Study population
National Health and Nutrition Examination Survey (NHANES) is a nationally representative health survey designed and administered by the National Center for Health Statistics (NCHS) at the Centers for Disease Control and Prevention (CDC). The NHANES was designed to represent the civilian non-institutionalized United States population using a complex multistage probability sampling methodology. We conducted a retrospective analysis of a cohort of US population of the NHANES. As shown in Figure 1, this study included participants ≥ 20 years of age during NHANES 1999−2006 (n = 20,311). Of these participants, 7,782 were excluded based on the lacked available true dual-energy x-ray absorptiometry (DXA) and body composition measurement data, lack of measured albumin level, or loss to follow-up. Thus, 12,529 patients were enrolled in the present study.
Screening for nutrition-related diseases
Whole body DXA scans were acquired using model QDR-4500A fan-beam densitometers (Hologic, Inc, Bedford, MA) in NHANES participants over 8 years of age. DXA exclusion criteria included pregnancy, weight >300 pounds (136 kg, weight limit of the scanner), height over 6.5 feet (length of DXA table), use of the barium radiographic contrast material in the preceding 7 days, or nuclear medicine studies in the past 3 days.

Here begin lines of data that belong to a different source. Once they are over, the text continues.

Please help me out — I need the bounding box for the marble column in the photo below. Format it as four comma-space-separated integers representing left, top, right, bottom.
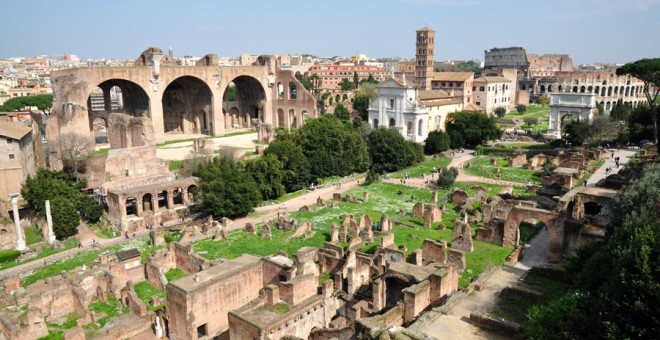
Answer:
9, 194, 25, 251
46, 200, 55, 244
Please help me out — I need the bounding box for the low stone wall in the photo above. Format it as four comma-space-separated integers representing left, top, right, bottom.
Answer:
470, 313, 524, 339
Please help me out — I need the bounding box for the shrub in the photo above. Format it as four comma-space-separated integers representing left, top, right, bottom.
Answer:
438, 167, 458, 188
424, 131, 451, 155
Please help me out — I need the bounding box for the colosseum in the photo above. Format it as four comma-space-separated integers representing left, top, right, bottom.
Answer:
485, 47, 646, 113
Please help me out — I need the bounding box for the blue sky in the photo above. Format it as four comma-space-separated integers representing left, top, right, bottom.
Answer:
0, 0, 660, 64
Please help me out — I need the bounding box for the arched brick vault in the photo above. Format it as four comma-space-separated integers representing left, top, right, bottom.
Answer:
107, 177, 197, 230
502, 206, 564, 261
46, 57, 318, 154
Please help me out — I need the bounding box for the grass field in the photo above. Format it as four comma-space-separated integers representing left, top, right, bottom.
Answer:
193, 182, 511, 287
463, 156, 541, 184
390, 157, 451, 178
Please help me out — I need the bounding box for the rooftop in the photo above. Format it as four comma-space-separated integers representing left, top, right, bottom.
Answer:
0, 121, 32, 140
170, 254, 261, 293
474, 76, 511, 83
433, 72, 474, 81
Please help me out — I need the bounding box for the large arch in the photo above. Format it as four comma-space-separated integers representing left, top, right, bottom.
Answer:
502, 206, 565, 262
87, 78, 151, 117
222, 75, 266, 128
162, 76, 213, 134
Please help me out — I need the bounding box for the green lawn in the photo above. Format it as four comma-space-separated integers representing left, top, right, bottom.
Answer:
390, 157, 451, 178
165, 268, 188, 282
23, 238, 159, 287
275, 189, 309, 203
134, 281, 165, 311
193, 182, 511, 287
23, 226, 44, 246
0, 239, 78, 270
170, 160, 183, 171
83, 295, 130, 330
39, 312, 80, 340
463, 156, 541, 184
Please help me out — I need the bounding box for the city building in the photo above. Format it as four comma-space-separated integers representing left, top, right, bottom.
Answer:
415, 27, 435, 90
369, 78, 429, 143
472, 77, 512, 114
0, 121, 37, 209
431, 72, 474, 106
305, 61, 387, 91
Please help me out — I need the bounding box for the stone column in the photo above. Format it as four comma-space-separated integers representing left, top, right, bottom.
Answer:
9, 194, 25, 251
167, 190, 174, 210
46, 200, 55, 244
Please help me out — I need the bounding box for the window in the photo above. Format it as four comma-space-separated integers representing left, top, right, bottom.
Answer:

Appendicular skeletal muscle mass was measured using DXA. The sarcopenia index was calculated as total appendicular skeletal muscle mass (in kg)/body mass index (BMI, kg/m2). Sarcopenia was defined as the lowest quintile for sex-specific sarcopenia index cut-off values (0.789 for men and 0.512 for women), based on a modified recommendation from the Foundation for the National Institutes of Health (17).
The nutritional risk index (NRI) is a nutritional assessment score that has become popular in recent years due to its simplicity, objectivity, and strong prognostic value for different medical and patient populations. NRI was calculated as (1.519 × serum albumin (g/l)) + 41.7 × (current body weight [kg]/usual body weight [kg]) (18). According to a previous study (19), patients were classified into two nutritional risk categories: nutritional risk (NRI < 100) and no nutritional risk (NRI ≥ 100).
Definitions of variables of interest
Age, sex, race, smoking status, education level, smoking status, alcohol use, and histories of congestive heart failure (CHF), coronary heart disease (CHD), diabetes mellitus (DM), hypertension, and cancer were self-reported. Diagnosis of comorbidities was based on an affirmative response to the question, “Has a doctor or other health professional ever told you that you had (CHF, CHD, DM, hypertension and cancer)?”
Primary outcome
Mortality status was determined based on a probabilistic record match with the National Death Index (NDI) using demographic identifiers. (Available at: http://www.cdc.gov/nchs/data/datalinkage/nh99+_mortality_matching_methodology_final.pdf. Accessed July 22, 2010.). The primary outcome was cardiovascular mortality. The secondary outcome was all-cause mortality. Cause of death was categorized using the International Classification of Diseases 10th edition (ICD-10). Cardiovascular mortality was categorized using ICD-10 codes I00–I078. For participants in NHANES 1999-2006, mortality follow-up data was available through December 31, 2015.
Statistical analyses
NHANES recommended weights were used to account for planned oversampling of specific groups. The continuous variables are expressed as the mean ± standard deviation. Categorical variables are expressed as counts (percentages). Baseline characteristics between the four groups were compared using an ANOVA for continuous variables and a χ2 test for categorical variables.
Each patient was assigned to one of four groups: normal nutrition without sarcopenia, sarcopenia with normal nutrition, malnutrition without sarcopenia, and malnutrition-sarcopenia syndrome. To evaluate the association between nutrition-related diseases and mortality, we used Kaplan-Meier estimates based on the NHANES recommended weights to calculate cumulative survival probabilities for cardiovascular mortality and all-cause mortality, and univariate and multivariate cox regression analyses based on the NHANES recommended weights. Hazard ratio (HR) and 95% confidence interval (CI) were calculated. Model 1 was a crude model unadjusted for potential confounders. Model 2 was adjusted for demographic factors, including age, sex, and race/ethnicity. Model 3 was further adjusted for education level, smoke status, alcohol status, BMI, CHF, CHD, DM, hypertension, and cancer. We further explored the relationship between different malnutrition status and mortality in different subgroups (age, sex, race/ethnicity, CHF, DM, hypertension, and cancer). Participants were divided into age, sex, and obesity subgroups. We explored the relationship between nutrition-related diseases and cardiovascular mortality in different subgroups.
All analyses were performed using R software (version 4.0.3; R Foundation for Statistical Computing, Vienna, Austria). A two-sided P-value <0.05 indicated the significance for all analyses.